@kathyreid, FYI:
I finished coding for audio analysis. I made it an optional part of my import process, where I also (optionally) transcode the audio into 16khz mono mp3 format. I use pytorch[audio] with GPU, pyarrow, dask distributed with futures, and parquet to process, and save only deltas between versions. I started with v3 now and will go up.
On my 6 core / 12 thread notebook (I’m in my summer house now) I can import (with transcode & analyze) 40-50 clips per second (depends on audio length). The whole process will take 140-160 hours runtime on this machine (CPU at 100%). SileroVAD is the most costly part as expected, about 60% of the process is spent for it, but at least I run 12 versions of it.
I calculate duration, VAD duration, speech power, silence power and an estimated SNR from log10 of speech power/silence power (not exact science but it is a relative value). I reverted to default settings in SileroVAD for the sake of SNR calculation.

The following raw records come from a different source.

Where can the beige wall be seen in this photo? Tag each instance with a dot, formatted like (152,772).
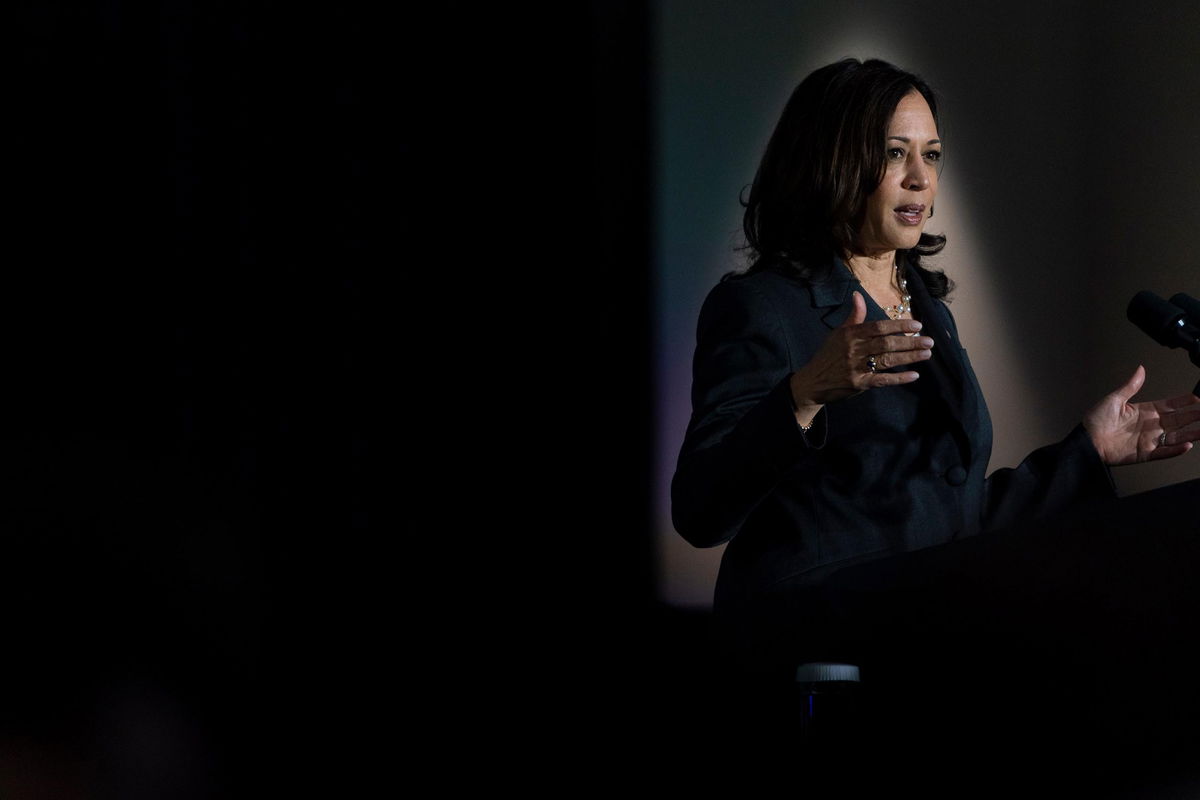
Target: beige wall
(1073,133)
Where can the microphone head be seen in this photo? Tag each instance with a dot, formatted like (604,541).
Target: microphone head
(1159,319)
(1189,305)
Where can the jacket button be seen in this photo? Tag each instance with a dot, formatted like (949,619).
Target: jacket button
(955,476)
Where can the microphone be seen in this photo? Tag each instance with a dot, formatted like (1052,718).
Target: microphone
(1164,322)
(1189,305)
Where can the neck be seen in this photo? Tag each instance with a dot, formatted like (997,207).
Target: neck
(876,264)
(873,271)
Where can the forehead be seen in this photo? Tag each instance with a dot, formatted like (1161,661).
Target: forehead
(912,114)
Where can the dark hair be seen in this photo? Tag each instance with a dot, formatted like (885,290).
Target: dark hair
(826,156)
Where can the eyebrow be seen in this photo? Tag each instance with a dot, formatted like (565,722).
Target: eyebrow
(906,139)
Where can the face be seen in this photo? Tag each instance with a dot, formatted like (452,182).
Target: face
(897,210)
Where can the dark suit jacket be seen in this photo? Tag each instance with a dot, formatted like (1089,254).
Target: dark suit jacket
(886,471)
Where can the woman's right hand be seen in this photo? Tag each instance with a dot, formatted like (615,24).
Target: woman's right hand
(841,367)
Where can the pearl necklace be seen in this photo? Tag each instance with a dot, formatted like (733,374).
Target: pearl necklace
(904,307)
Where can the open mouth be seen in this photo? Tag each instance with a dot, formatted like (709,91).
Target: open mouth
(911,215)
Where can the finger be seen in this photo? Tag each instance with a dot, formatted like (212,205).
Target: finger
(899,343)
(1176,402)
(882,379)
(888,328)
(858,313)
(1177,437)
(1169,451)
(1181,419)
(1131,386)
(888,360)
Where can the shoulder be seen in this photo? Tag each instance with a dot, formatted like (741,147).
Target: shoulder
(757,298)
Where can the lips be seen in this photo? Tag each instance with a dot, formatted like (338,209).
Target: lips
(911,215)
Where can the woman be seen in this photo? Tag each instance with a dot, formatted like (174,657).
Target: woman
(837,419)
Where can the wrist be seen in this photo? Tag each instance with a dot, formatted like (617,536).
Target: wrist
(804,408)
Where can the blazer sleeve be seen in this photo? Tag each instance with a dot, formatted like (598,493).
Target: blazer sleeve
(1049,481)
(743,437)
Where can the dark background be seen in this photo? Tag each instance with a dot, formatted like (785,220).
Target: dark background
(181,410)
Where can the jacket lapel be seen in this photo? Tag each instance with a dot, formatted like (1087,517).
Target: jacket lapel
(946,368)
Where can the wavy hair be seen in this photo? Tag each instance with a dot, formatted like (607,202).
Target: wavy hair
(826,156)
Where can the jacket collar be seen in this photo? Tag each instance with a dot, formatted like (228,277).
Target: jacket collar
(834,293)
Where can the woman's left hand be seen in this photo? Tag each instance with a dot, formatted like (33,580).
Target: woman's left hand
(1128,433)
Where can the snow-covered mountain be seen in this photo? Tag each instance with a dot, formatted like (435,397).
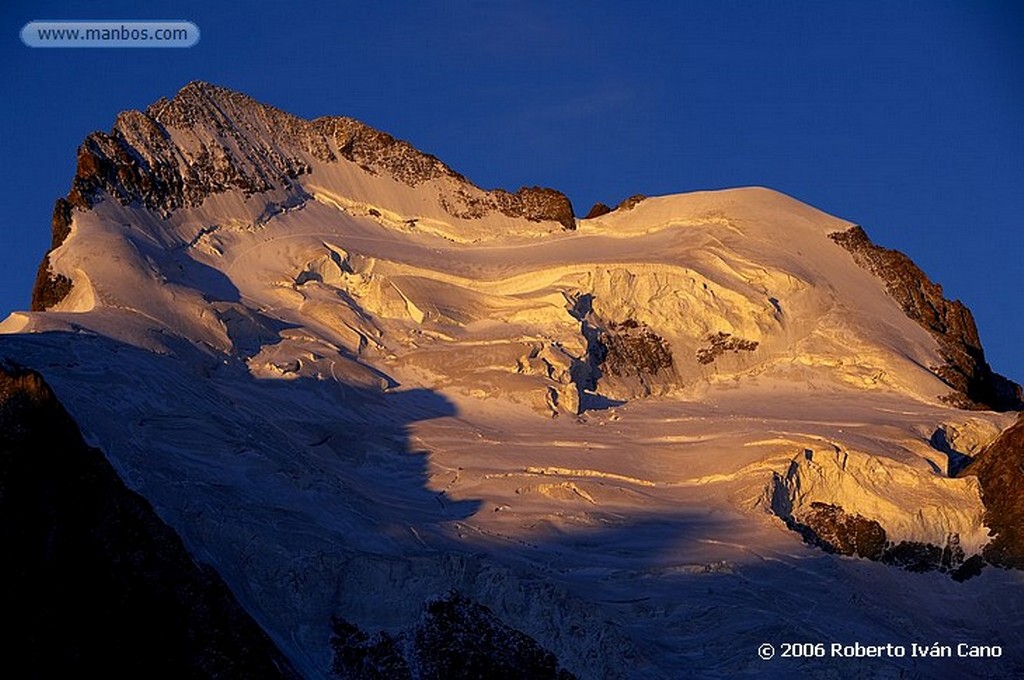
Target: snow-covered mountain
(379,399)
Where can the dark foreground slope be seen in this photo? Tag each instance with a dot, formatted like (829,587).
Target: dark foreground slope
(91,581)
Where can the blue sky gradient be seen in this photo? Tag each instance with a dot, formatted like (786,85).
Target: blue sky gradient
(906,118)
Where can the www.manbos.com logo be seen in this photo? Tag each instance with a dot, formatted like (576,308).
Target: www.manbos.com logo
(110,34)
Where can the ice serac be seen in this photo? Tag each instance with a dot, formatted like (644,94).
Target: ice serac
(414,424)
(92,582)
(965,370)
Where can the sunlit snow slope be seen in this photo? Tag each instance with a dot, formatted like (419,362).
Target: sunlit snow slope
(352,381)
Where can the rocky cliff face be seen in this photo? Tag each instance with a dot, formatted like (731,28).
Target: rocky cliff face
(92,582)
(966,371)
(208,140)
(999,468)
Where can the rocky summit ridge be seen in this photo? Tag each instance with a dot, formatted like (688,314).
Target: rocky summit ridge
(381,422)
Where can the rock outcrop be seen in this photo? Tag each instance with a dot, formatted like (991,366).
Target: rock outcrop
(208,140)
(966,371)
(999,469)
(454,639)
(93,583)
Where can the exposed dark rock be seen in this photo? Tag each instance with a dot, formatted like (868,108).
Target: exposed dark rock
(598,210)
(92,582)
(537,204)
(359,656)
(719,343)
(833,529)
(966,371)
(633,348)
(999,469)
(631,202)
(455,639)
(51,288)
(223,140)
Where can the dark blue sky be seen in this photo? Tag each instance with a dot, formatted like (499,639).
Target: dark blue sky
(904,117)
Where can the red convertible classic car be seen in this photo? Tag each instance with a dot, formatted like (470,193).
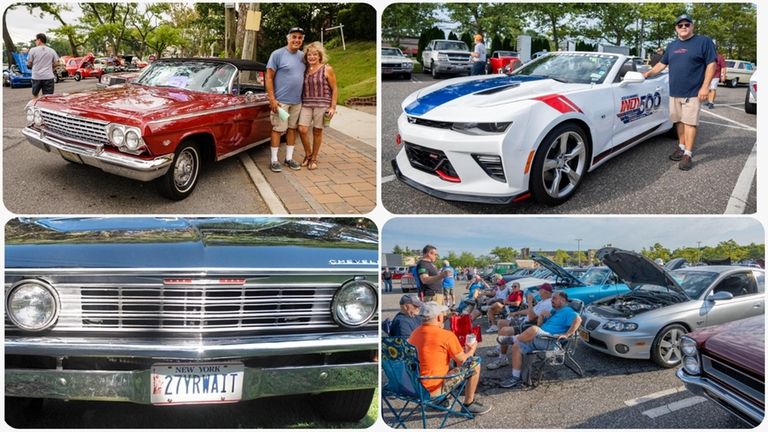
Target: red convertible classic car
(178,115)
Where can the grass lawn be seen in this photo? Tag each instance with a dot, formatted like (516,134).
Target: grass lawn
(355,69)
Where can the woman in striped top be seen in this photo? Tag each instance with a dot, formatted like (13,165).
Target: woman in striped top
(318,104)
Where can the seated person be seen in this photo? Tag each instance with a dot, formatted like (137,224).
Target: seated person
(562,323)
(533,314)
(436,346)
(406,321)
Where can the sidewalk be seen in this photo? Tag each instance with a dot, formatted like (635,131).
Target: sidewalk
(344,182)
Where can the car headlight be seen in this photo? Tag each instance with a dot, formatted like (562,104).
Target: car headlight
(614,325)
(32,305)
(354,303)
(481,128)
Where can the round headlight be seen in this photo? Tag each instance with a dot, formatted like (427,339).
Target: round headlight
(132,140)
(354,304)
(116,135)
(32,305)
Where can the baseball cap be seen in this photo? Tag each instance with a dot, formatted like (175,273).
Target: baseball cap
(431,310)
(411,299)
(684,17)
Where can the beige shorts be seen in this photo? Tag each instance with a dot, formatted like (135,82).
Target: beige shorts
(313,116)
(281,126)
(684,110)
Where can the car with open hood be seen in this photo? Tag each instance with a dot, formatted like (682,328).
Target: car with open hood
(649,321)
(534,133)
(185,311)
(179,115)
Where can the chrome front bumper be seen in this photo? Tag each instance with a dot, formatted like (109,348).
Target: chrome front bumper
(741,407)
(135,386)
(113,163)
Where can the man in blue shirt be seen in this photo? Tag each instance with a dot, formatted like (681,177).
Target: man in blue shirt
(691,59)
(561,322)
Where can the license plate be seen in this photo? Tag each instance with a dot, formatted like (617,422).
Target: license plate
(72,157)
(196,383)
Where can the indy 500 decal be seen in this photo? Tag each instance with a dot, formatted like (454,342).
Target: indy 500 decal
(635,107)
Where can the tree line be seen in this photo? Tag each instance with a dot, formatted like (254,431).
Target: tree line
(733,26)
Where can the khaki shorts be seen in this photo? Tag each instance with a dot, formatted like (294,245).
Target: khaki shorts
(313,116)
(684,110)
(281,126)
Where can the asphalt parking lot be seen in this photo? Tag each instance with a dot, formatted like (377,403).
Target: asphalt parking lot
(641,180)
(614,393)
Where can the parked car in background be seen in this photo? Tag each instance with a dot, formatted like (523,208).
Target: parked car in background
(179,115)
(726,363)
(394,62)
(442,56)
(750,100)
(738,71)
(499,59)
(649,321)
(177,311)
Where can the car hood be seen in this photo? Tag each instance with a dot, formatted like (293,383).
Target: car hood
(131,101)
(453,100)
(560,272)
(167,243)
(637,269)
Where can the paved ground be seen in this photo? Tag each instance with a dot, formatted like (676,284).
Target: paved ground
(36,182)
(615,393)
(639,181)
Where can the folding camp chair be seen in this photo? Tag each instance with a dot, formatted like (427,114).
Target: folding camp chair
(400,363)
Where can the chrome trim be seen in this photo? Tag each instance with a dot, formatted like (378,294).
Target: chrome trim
(114,163)
(135,386)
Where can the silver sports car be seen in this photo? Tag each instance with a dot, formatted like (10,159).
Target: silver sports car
(648,321)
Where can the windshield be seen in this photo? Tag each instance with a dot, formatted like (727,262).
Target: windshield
(570,68)
(200,76)
(450,45)
(694,283)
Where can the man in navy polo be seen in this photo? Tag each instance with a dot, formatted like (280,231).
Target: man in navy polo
(691,60)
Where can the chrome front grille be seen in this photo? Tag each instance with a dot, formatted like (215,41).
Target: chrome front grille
(78,128)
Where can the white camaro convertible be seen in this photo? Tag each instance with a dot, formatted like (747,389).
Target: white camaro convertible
(536,132)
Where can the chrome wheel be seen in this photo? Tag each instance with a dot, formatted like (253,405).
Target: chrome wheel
(564,164)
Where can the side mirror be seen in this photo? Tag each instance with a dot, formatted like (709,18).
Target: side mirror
(719,296)
(632,77)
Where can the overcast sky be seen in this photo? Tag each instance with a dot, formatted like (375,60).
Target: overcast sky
(480,235)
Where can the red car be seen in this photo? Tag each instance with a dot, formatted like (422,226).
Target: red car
(178,115)
(499,59)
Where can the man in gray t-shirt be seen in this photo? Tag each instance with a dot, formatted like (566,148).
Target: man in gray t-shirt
(42,59)
(285,81)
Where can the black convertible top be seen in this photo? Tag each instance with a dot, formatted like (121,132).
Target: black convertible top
(238,63)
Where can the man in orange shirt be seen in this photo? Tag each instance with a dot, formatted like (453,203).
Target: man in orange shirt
(436,347)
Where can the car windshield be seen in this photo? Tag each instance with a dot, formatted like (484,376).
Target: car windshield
(200,76)
(570,67)
(694,283)
(450,45)
(392,52)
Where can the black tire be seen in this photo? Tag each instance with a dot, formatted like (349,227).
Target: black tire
(181,178)
(349,406)
(538,184)
(665,350)
(749,108)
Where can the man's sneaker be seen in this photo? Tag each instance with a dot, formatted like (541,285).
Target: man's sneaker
(477,408)
(677,155)
(292,164)
(685,163)
(498,364)
(511,382)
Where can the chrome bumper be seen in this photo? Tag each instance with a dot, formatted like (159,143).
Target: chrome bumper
(113,163)
(739,406)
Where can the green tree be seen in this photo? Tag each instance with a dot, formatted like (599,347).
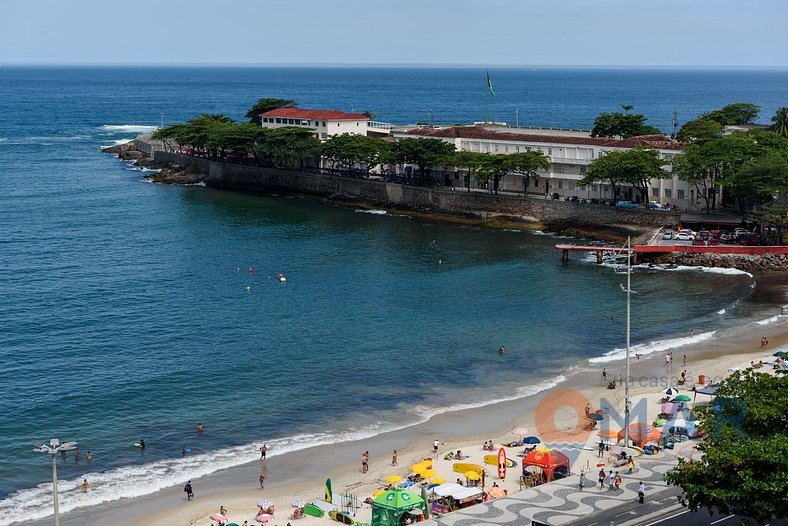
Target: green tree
(424,153)
(637,167)
(743,463)
(264,105)
(711,165)
(622,125)
(780,121)
(699,130)
(738,113)
(527,164)
(289,146)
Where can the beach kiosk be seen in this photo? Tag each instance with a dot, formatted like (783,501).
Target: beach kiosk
(394,507)
(543,465)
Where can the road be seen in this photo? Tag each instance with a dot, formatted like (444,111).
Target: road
(661,509)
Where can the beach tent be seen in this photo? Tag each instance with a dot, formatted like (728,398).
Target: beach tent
(549,461)
(640,433)
(389,508)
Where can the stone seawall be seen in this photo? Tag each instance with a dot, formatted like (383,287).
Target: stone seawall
(552,213)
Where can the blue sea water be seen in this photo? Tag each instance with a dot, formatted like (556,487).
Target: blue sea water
(124,309)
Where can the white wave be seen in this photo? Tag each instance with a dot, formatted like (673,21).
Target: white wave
(427,412)
(651,347)
(376,212)
(129,128)
(137,480)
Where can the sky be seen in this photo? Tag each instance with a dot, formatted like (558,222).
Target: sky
(451,32)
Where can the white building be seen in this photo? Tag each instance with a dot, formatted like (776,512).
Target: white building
(325,122)
(570,156)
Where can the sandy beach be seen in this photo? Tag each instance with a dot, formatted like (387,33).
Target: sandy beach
(301,476)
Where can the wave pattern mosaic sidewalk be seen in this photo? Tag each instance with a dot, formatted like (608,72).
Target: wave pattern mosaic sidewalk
(563,501)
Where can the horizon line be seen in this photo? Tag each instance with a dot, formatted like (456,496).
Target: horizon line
(386,65)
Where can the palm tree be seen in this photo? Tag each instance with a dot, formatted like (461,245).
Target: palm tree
(780,121)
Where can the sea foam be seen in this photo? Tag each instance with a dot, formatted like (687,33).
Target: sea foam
(651,347)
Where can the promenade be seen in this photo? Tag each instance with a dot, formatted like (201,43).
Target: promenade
(564,502)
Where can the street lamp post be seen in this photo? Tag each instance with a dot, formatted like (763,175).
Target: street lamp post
(53,449)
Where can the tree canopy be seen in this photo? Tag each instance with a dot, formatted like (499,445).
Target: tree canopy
(743,469)
(737,113)
(622,125)
(637,166)
(267,104)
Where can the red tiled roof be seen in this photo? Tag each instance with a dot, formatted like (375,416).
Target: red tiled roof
(317,115)
(476,132)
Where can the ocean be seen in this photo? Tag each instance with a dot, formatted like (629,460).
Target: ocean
(133,310)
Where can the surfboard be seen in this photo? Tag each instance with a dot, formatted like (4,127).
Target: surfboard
(492,460)
(502,464)
(313,511)
(461,467)
(340,517)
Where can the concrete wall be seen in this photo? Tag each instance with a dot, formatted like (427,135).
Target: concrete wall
(548,212)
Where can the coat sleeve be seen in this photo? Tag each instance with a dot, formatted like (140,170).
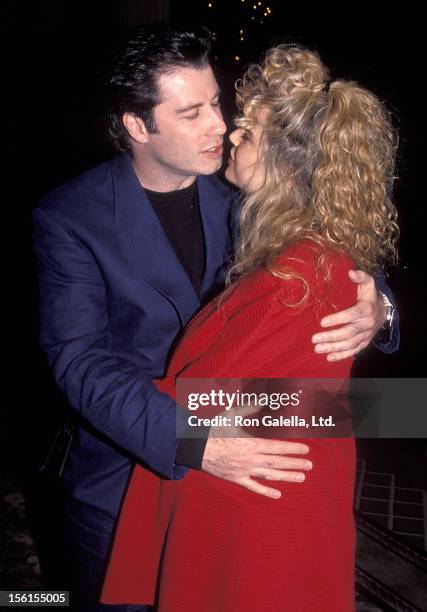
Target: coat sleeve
(108,390)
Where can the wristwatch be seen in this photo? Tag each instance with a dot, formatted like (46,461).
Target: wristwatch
(383,335)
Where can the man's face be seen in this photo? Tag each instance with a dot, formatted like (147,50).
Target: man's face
(190,126)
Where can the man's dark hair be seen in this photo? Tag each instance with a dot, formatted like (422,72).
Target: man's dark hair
(132,84)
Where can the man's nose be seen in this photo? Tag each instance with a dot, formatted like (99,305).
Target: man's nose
(218,126)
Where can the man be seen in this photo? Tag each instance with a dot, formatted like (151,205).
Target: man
(126,254)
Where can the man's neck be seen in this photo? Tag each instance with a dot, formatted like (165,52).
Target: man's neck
(162,182)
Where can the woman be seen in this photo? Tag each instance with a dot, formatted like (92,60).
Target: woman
(314,159)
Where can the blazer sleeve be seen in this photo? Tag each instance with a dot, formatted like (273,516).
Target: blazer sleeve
(109,391)
(393,341)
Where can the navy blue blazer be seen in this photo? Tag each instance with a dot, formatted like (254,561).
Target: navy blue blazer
(113,298)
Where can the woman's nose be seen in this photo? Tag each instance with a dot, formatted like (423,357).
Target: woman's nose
(235,137)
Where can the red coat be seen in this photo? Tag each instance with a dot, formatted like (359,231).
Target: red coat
(206,544)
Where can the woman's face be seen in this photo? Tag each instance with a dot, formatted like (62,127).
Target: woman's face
(245,167)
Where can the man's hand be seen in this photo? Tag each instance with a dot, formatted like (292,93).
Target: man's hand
(242,459)
(359,323)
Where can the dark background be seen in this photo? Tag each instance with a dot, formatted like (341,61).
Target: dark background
(52,130)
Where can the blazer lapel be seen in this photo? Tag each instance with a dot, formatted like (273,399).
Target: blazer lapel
(150,249)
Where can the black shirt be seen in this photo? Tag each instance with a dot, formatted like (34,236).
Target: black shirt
(179,213)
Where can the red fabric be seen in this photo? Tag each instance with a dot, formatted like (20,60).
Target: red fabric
(206,544)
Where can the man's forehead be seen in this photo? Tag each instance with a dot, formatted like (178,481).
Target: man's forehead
(179,86)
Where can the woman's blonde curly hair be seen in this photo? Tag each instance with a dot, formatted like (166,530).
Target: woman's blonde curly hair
(329,150)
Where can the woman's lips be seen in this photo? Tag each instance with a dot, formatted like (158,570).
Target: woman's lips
(214,151)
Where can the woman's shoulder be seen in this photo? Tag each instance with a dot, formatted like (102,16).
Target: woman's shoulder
(308,253)
(314,270)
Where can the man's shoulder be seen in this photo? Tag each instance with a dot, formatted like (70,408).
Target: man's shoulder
(92,187)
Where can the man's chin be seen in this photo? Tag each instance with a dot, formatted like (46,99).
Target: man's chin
(207,169)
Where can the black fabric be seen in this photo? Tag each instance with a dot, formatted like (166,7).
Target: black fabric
(179,214)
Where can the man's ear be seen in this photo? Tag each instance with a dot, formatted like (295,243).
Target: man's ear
(135,127)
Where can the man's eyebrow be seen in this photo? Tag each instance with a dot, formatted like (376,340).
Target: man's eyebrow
(186,109)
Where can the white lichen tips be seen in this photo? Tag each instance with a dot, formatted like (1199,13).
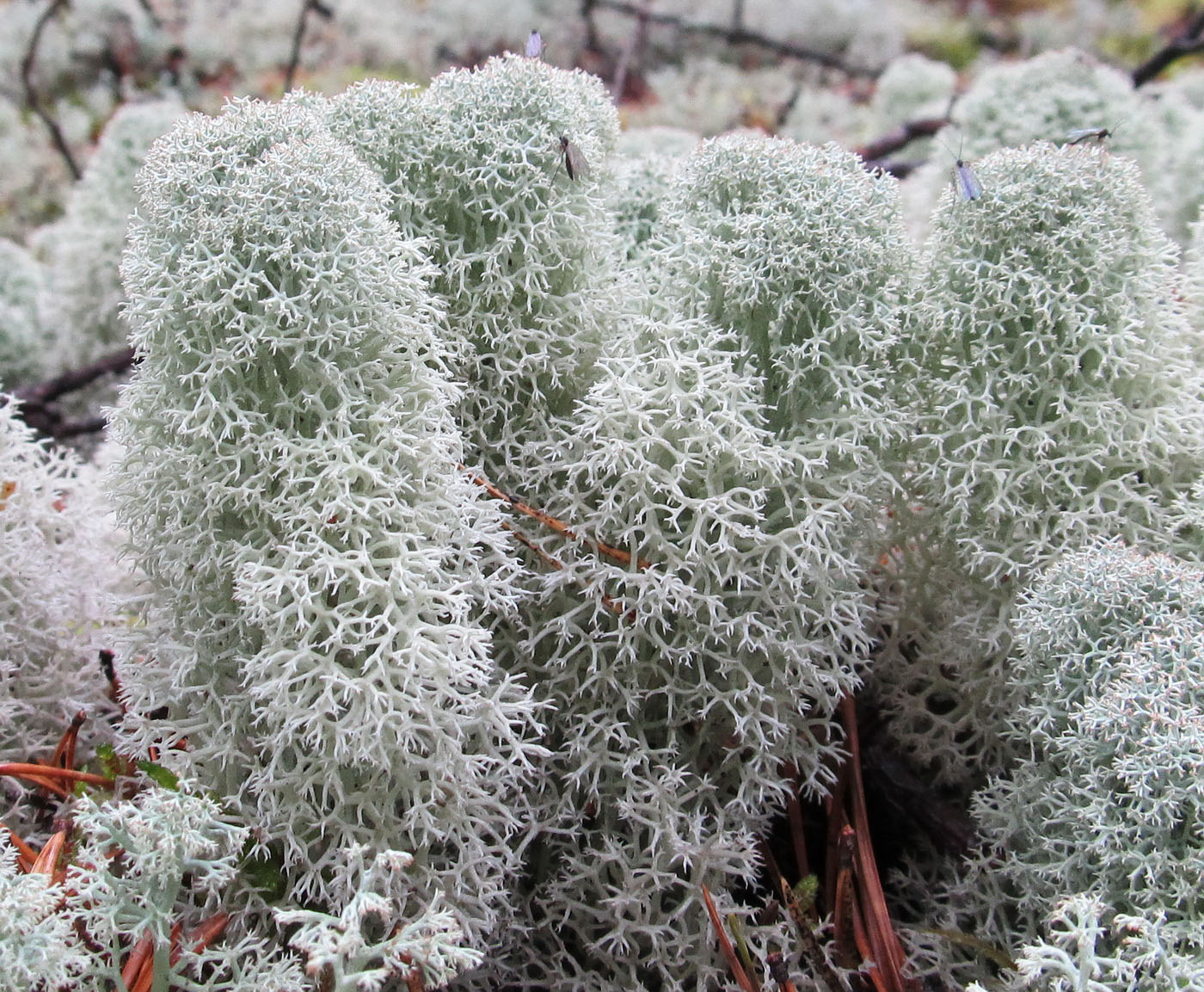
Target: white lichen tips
(316,558)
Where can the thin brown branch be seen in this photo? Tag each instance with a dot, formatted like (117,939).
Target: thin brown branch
(1188,42)
(32,99)
(315,6)
(64,754)
(734,35)
(556,564)
(900,138)
(47,861)
(778,971)
(593,44)
(559,527)
(38,398)
(813,952)
(900,169)
(884,946)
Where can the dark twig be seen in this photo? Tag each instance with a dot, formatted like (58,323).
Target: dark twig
(32,99)
(785,110)
(593,44)
(902,136)
(740,36)
(629,51)
(319,9)
(1188,42)
(38,400)
(900,169)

When I checked the results, I found some 0 vad_duration recordings, which are either completely empty, or very low whispering, which are not suitable for model training, or negative SNR ones with too much background noise.
I also extract a full list of files which are corrupt in the datasets.
Thank you for mentioning SileroVAD.
PS: I’ll not release the clip-wise SNR values, as it might be used for TTS. I’ll release bad recordings and clip list, with some statistics & visualization. I hope I can (i.e. my machine can) finish it with v19.0 analysis…